The Internet is an increasingly popular medium for users to consume audio/video content. For example, users often use programs executing on computing devices to select videos they want to listen to and to organize their playlist according to their preferences. As such, audio/video playback programs (hereinafter ‘media players’) often provide a way for users to organize their playlist according to individual preferences. However, such programs often do not provide a method of sequencing audio/video content in an aesthetically pleasing way such that the sequence of files in a playlist provide a compelling user experience.

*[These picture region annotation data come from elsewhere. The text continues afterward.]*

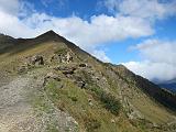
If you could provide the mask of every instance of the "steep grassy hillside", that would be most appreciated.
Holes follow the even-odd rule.
[[[176,96],[124,66],[53,31],[12,40],[0,48],[0,131],[176,131]]]

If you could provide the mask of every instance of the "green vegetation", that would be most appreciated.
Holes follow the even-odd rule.
[[[108,109],[111,113],[118,116],[121,109],[121,103],[114,96],[110,94],[101,94],[100,100],[105,103],[105,108]]]
[[[58,54],[58,55],[65,55],[67,53],[67,48],[58,48],[57,51],[55,51],[54,53],[55,54]]]

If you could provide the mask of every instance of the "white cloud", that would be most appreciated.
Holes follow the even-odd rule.
[[[176,77],[176,42],[146,40],[133,50],[139,50],[142,62],[124,65],[138,75],[150,80],[167,81]]]
[[[176,13],[176,1],[160,0],[106,0],[105,6],[114,13],[144,19],[164,19]]]
[[[150,22],[135,16],[100,14],[91,16],[90,21],[75,15],[56,18],[34,11],[30,3],[19,3],[18,0],[15,2],[12,8],[14,10],[9,10],[10,6],[0,6],[4,8],[0,10],[0,32],[14,37],[34,37],[48,30],[54,30],[106,62],[109,62],[106,52],[96,50],[97,46],[106,42],[148,36],[154,33]],[[25,18],[19,19],[19,14]]]
[[[20,9],[20,1],[19,0],[0,0],[0,11],[7,12],[10,14],[18,14]]]

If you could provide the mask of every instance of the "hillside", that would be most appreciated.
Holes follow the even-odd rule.
[[[176,131],[174,94],[53,31],[1,35],[0,77],[0,132]]]

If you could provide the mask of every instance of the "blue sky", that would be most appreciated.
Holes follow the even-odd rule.
[[[176,0],[0,0],[1,33],[48,30],[151,80],[176,78]]]

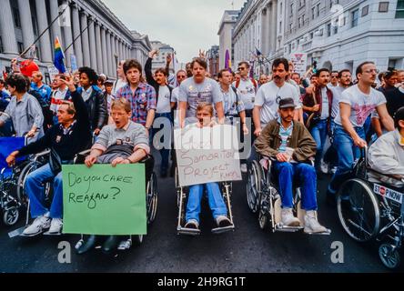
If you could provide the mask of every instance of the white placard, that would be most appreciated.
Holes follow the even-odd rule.
[[[290,61],[295,65],[295,73],[300,74],[303,76],[308,67],[308,54],[293,53],[290,54]]]
[[[236,126],[188,126],[174,131],[179,185],[240,181]]]
[[[49,76],[51,78],[51,82],[55,80],[55,77],[59,75],[59,70],[55,67],[55,65],[48,65],[47,72],[49,73]]]

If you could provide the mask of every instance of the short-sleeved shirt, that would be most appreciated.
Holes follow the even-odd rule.
[[[33,95],[25,93],[20,101],[17,101],[15,96],[12,97],[7,108],[5,108],[5,114],[0,115],[0,121],[6,122],[11,118],[17,136],[24,136],[32,129],[33,125],[39,129],[39,134],[30,142],[34,142],[44,135],[42,108],[39,102]]]
[[[237,98],[233,87],[229,87],[227,92],[225,92],[222,89],[220,89],[220,91],[223,95],[223,108],[225,109],[226,116],[235,116],[238,115],[239,112],[246,110],[243,101]]]
[[[129,85],[118,90],[116,99],[126,98],[132,105],[132,121],[146,125],[147,113],[156,110],[156,90],[151,85],[140,83],[133,94]]]
[[[160,85],[156,112],[158,114],[171,112],[171,93],[167,85]]]
[[[134,152],[143,149],[150,153],[148,137],[145,126],[129,121],[124,128],[116,128],[115,125],[104,126],[101,130],[93,149],[105,152],[115,145],[128,145],[134,147]]]
[[[336,87],[330,87],[329,90],[332,92],[331,117],[332,119],[335,119],[337,115],[339,115],[339,99],[341,98],[342,92],[344,92],[346,88],[338,85]]]
[[[187,117],[195,117],[200,103],[216,105],[223,102],[223,96],[215,80],[205,78],[204,82],[197,84],[194,78],[188,78],[179,86],[179,102],[187,102]]]
[[[233,83],[233,85],[236,86],[237,82]],[[240,80],[240,84],[238,85],[237,94],[241,98],[241,101],[244,104],[244,107],[246,110],[254,109],[254,103],[256,101],[256,86],[251,79]]]
[[[349,121],[353,126],[358,127],[362,127],[376,107],[386,102],[383,93],[371,88],[370,94],[366,95],[359,90],[358,85],[345,90],[339,99],[339,104],[344,103],[351,106]],[[342,125],[340,114],[335,118],[335,123]]]
[[[279,101],[293,98],[297,109],[301,108],[300,94],[298,89],[288,83],[280,88],[272,81],[261,85],[257,93],[256,106],[260,106],[261,126],[264,128],[269,122],[278,118]]]

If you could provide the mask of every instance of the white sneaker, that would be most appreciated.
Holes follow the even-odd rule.
[[[35,220],[32,223],[31,226],[25,228],[23,232],[23,236],[35,236],[42,232],[44,232],[45,229],[49,228],[51,224],[51,219],[49,217],[45,216],[39,216],[36,217]]]
[[[50,235],[57,235],[62,232],[63,220],[60,218],[52,219],[52,223],[49,228]]]
[[[305,216],[305,233],[318,234],[329,232],[317,220],[316,211],[308,211]]]
[[[300,220],[293,216],[291,208],[282,208],[280,216],[285,226],[300,226]]]

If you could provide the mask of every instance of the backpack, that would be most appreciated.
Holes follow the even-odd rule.
[[[254,79],[254,78],[250,78],[250,81],[251,81],[252,84],[254,85],[254,87],[256,88],[256,91],[257,91],[257,88],[258,87],[258,85],[257,84],[256,79]],[[236,82],[236,88],[238,89],[238,87],[240,86],[240,82],[241,82],[241,80]]]

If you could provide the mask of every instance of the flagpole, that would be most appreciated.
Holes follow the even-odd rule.
[[[56,22],[57,19],[59,19],[60,16],[62,16],[62,15],[65,13],[65,11],[67,9],[67,7],[68,7],[68,5],[67,5],[67,6],[66,6],[62,12],[59,12],[59,15],[57,15],[57,17],[55,18],[55,19],[51,22],[51,24],[49,25],[49,26],[47,26],[47,28],[46,28],[45,30],[44,30],[44,32],[43,32],[41,35],[39,35],[39,36],[35,40],[34,44],[32,44],[31,45],[29,45],[28,48],[26,48],[23,53],[21,53],[20,55],[18,55],[18,57],[21,57],[22,55],[25,55],[25,54],[31,49],[31,47],[32,47],[33,45],[35,45],[39,41],[39,39],[41,39],[41,37],[46,33],[46,31],[48,31],[48,30],[52,27],[52,25],[55,24],[55,22]]]

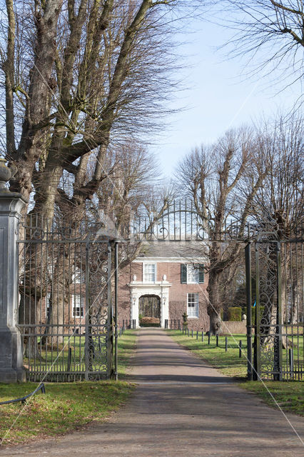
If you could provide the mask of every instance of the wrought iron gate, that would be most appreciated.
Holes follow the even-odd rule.
[[[299,231],[294,238],[278,239],[271,231],[264,231],[246,247],[249,379],[304,379],[301,234]],[[252,308],[253,278],[255,301]]]
[[[28,379],[112,377],[114,238],[83,222],[49,226],[34,216],[21,231],[19,326]]]

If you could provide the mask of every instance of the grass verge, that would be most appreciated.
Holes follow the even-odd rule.
[[[123,376],[136,343],[136,333],[126,331],[118,339],[118,376]],[[22,397],[36,383],[0,384],[0,401]],[[46,394],[27,401],[0,406],[2,446],[56,436],[92,421],[104,421],[123,405],[134,386],[123,381],[47,383]]]
[[[240,387],[257,394],[268,406],[277,408],[273,396],[280,407],[285,412],[290,412],[304,416],[304,383],[300,381],[265,381],[264,383],[258,381],[245,381],[247,373],[247,346],[245,335],[233,335],[233,338],[228,338],[228,351],[225,351],[225,336],[218,338],[219,346],[216,346],[216,337],[211,338],[211,343],[208,344],[208,337],[204,336],[204,341],[183,335],[177,330],[168,330],[168,334],[181,346],[190,349],[198,357],[208,362],[211,366],[218,369],[221,373],[233,376],[239,382]],[[242,341],[243,353],[239,358],[238,344]],[[266,386],[266,387],[265,387]]]

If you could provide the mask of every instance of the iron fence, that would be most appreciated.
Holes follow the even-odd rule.
[[[254,249],[254,252],[253,252]],[[265,231],[246,247],[248,378],[303,380],[303,240]],[[252,322],[251,286],[255,283]],[[253,360],[252,331],[254,331]]]
[[[114,333],[117,341],[115,241],[83,221],[61,221],[59,226],[34,215],[21,233],[19,326],[28,379],[111,377]]]

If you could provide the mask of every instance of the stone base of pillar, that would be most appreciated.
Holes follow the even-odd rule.
[[[0,327],[0,383],[25,382],[22,341],[17,328]]]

Media players typically try to generate an audio/video playlist (hereinafter ‘video playlist’) for a user by trying to identify videos a user may like to consume. For example, a video playback program may try to identify videos that a user may be interested in by identifying videos listed in the user's social networking system feed, by identifying videos in previous playlists created by the user, or by identifying the user's video playback history in one or more media players. However, these recommendations often result in video playlists that are ordered either chronologically or by random shuffle. Therefore, such programs fail to sequence playlists in an aesthetically pleasing way.
Some media players and information retrieval systems try to improve a chronological search result by promoting diversity within search results. Such programs produce a new ordering of a given set of items by presenting relevant results while simultaneously promoting diverse results to the top. However, in such systems, the reordering is done independent of themes presented in the retrieved documents. Thematic diversity in retrieved videos, such as metal, soft rock, pop, hip-hop may be arranged in an aesthetically pleasing way; however, such systems provide no emphasis on the order in which these themes are presented.
Some information retrieval programs try to sequence a playlist by stringing subsequences of videos together. For example, a program may analyze radio playlists to learn models of good subsequences of videos and assemble a playlist by stringing together subsequences from a library of video. However, such programs fail to generate a sequence of videos from a fixed set of videos which may or may not include videos used in a radio playlist subsequence. Some systems use permutation modeling to generate a sequence of videos in a playlist. However, such systems are typically complex and it is difficult to implement such modeling to sequence a large quantity of videos on a regular basis.